Returns: a $$\mathbb{Z}$$-function

The argument is a $$\mathbb{Z}$$-function z_func. The output is another $$\mathbb{Z}$$-function ref_z_func such that ref_z_func[i] is equal to z_func[-i] for all i's in $$\mathbb{Z}$$.

##### 10.2-15 ApplyShift
 ‣ ApplyShift( z_func, n ) ( operation )

Returns: a $$\mathbb{Z}$$-function

The argument is a $$\mathbb{Z}$$-function z_func and an integer n. The output is another $$\mathbb{Z}$$-function m such that m[i] is equal to z_func[n+i].

##### 10.2-16 ApplyMap
 ‣ ApplyMap( z_func, F ) ( operation )

Returns: a $$\mathbb{Z}$$-function

The arguments are a $$\mathbb{Z}$$-function z_func and a function F that can be applied on one argument. The output is another $$\mathbb{Z}$$-function m such that m[i] is equal to F(z_func[i]).

##### 10.2-17 ApplyMap
 ‣ ApplyMap( L, F ) ( operation )

Returns: a $$\mathbb{Z}$$-function

The arguments are a list of $$\mathbb{Z}$$-functions L and a function F with Length(L) arguments. The output is another $$\mathbb{Z}$$-function m such that m[i] is equal to F(L[1][i],..., L[Length(L)][i]). We call the list L the BaseZFunctions of m and F the AppliedMap.

##### 10.2-18 BaseZFunctions
 ‣ BaseZFunctions( z_func ) ( attribute )

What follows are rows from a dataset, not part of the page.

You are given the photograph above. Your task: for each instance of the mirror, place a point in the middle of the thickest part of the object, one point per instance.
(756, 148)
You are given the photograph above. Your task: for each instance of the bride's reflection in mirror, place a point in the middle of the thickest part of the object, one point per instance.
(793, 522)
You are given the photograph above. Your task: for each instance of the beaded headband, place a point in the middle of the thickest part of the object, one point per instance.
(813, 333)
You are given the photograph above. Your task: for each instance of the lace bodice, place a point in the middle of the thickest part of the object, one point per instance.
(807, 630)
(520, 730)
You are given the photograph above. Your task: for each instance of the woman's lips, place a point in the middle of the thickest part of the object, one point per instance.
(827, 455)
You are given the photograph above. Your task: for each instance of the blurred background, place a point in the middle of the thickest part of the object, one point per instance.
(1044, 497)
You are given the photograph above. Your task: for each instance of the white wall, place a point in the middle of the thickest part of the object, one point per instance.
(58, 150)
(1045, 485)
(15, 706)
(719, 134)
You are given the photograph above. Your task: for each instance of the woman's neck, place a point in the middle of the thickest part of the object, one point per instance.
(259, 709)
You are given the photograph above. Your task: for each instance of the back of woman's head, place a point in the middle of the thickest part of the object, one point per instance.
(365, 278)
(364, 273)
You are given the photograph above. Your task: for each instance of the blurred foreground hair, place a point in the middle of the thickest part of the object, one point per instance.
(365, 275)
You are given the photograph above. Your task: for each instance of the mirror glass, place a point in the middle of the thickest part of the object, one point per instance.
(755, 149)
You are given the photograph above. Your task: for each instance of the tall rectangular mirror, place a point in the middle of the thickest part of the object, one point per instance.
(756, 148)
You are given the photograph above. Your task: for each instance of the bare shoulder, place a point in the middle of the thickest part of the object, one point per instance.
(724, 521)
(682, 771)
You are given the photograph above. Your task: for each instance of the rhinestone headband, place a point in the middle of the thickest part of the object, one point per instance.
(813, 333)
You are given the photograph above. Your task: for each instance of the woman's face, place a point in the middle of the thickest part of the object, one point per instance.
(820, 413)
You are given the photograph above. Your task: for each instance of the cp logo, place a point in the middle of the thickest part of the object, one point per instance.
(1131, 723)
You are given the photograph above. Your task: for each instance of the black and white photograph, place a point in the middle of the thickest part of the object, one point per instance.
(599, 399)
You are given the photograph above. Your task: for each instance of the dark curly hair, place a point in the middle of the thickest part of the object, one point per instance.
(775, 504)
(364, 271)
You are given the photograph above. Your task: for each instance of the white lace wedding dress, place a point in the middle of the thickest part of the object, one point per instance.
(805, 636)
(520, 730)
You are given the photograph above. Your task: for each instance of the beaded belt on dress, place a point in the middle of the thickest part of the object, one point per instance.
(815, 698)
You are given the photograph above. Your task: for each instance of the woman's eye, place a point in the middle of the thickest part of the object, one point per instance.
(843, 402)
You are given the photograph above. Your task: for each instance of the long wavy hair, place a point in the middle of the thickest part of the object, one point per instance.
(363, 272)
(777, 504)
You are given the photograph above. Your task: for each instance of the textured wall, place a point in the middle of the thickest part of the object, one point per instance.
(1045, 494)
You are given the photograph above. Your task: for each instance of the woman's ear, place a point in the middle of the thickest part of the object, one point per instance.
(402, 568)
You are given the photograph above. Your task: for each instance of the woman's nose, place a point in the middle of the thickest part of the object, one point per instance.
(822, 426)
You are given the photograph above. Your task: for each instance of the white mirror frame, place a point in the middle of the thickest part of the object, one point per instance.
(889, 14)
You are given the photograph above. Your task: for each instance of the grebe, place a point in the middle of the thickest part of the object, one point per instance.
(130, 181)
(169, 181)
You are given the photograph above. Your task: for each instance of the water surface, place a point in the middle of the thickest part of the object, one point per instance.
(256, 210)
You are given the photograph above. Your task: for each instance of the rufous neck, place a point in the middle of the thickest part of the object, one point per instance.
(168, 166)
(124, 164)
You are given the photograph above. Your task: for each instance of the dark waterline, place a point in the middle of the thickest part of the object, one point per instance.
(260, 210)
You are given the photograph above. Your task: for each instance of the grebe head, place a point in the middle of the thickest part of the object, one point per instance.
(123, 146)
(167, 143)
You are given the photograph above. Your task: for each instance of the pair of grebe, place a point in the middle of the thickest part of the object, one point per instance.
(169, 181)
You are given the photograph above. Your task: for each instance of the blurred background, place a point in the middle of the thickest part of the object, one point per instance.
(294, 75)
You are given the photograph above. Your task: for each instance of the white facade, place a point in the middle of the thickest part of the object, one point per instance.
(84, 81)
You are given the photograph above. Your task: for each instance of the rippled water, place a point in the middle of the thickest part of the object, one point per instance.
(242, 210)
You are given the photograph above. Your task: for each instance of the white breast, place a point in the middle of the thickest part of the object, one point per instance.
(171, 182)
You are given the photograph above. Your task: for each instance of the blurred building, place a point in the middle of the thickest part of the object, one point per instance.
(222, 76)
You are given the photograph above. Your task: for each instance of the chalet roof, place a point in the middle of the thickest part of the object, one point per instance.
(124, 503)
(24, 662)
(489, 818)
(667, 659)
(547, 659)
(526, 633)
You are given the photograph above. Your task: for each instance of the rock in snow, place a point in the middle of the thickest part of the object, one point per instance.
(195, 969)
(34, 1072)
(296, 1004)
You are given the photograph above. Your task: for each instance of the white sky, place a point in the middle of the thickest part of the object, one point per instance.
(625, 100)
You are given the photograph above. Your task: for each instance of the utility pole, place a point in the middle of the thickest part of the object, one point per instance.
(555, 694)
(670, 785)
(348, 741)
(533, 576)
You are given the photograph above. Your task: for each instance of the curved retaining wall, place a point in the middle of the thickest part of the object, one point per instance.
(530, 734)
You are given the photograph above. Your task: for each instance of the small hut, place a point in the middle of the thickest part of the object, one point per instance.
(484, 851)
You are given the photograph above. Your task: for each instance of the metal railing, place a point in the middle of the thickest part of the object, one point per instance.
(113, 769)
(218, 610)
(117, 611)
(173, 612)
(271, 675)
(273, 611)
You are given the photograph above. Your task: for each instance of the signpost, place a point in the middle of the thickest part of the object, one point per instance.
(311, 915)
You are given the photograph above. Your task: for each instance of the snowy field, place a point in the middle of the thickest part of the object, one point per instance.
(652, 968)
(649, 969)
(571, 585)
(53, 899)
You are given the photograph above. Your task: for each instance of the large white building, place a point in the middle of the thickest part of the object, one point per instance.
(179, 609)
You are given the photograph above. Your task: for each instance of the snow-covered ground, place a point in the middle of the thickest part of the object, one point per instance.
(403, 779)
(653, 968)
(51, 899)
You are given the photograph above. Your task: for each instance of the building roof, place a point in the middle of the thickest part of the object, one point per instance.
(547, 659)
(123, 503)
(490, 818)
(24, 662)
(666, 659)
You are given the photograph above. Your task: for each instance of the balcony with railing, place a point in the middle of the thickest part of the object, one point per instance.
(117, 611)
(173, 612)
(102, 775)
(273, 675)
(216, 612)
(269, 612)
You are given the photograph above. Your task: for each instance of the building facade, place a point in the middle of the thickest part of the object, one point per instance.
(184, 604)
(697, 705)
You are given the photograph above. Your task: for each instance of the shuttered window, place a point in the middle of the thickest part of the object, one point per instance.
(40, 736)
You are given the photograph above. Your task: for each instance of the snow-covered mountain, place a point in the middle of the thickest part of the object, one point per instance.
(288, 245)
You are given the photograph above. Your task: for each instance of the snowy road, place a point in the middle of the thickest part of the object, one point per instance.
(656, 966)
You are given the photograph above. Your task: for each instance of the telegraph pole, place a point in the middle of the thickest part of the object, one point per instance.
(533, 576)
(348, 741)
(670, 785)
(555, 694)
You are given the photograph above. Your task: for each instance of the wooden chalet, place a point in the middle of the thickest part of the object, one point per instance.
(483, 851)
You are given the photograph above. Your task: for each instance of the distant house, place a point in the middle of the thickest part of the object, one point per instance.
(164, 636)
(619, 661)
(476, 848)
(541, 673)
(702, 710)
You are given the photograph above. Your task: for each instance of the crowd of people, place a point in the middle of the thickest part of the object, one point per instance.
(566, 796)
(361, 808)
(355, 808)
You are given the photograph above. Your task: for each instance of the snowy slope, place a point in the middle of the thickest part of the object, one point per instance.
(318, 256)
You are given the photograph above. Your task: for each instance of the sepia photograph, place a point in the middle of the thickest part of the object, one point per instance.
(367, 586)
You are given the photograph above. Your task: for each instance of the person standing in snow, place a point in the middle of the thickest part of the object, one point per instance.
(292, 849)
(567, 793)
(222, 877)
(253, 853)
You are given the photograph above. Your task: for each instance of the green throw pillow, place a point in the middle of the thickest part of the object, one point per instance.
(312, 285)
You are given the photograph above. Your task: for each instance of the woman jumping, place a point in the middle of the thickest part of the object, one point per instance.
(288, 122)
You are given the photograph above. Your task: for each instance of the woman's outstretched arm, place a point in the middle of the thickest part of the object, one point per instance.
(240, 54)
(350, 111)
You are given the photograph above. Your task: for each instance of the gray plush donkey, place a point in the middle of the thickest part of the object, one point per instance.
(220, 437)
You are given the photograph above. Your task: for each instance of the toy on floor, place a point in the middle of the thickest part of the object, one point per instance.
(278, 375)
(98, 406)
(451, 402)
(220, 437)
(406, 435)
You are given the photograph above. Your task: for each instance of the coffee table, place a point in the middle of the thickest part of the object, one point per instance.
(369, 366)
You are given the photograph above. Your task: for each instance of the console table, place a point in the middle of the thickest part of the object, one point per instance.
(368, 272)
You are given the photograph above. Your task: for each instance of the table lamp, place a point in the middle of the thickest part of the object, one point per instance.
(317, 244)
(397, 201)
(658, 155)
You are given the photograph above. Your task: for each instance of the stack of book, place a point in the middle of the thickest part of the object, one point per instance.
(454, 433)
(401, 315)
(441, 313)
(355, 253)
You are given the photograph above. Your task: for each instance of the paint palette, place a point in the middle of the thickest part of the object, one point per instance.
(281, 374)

Returns: a list of $$\mathbb{Z}$$-functions

The argument is a $$\mathbb{Z}$$-function z_func that has been defined by applying a map F on a list L of $$\mathbb{Z}$$-functions. The output is the list L.

##### 10.2-19 AppliedMap
 ‣ AppliedMap( z_func ) ( attribute )

Returns: a $$\mathbb{Z}$$-function

The argument is a $$\mathbb{Z}$$-function z_func that has been defined by applying a map F on a list L of $$\mathbb{Z}$$-functions. The output is the function F.

##### 10.2-20 CombineZFunctions
 ‣ CombineZFunctions( L ) ( operation )

Returns: a $$\mathbb{Z}$$-function

The argument is a dense list L of $$\mathbb{Z}$$-functions. The output is another $$\mathbb{Z}$$-function m such that m[i] is equal to [L[1][i],..., L[Length(L)][i]] for all indices i's in $$\mathbb{Z}$$.

##### 10.2-21 Replace
 ‣ Replace( z_func, n, L ) ( operation )

Returns: a $$\mathbb{Z}$$-function

The argument is a $$\mathbb{Z}$$-function z_func, an integer n and a dense list L. The output is a new $$\mathbb{Z}$$-function whose values between n and n+Length(L)-1 are the entries of L.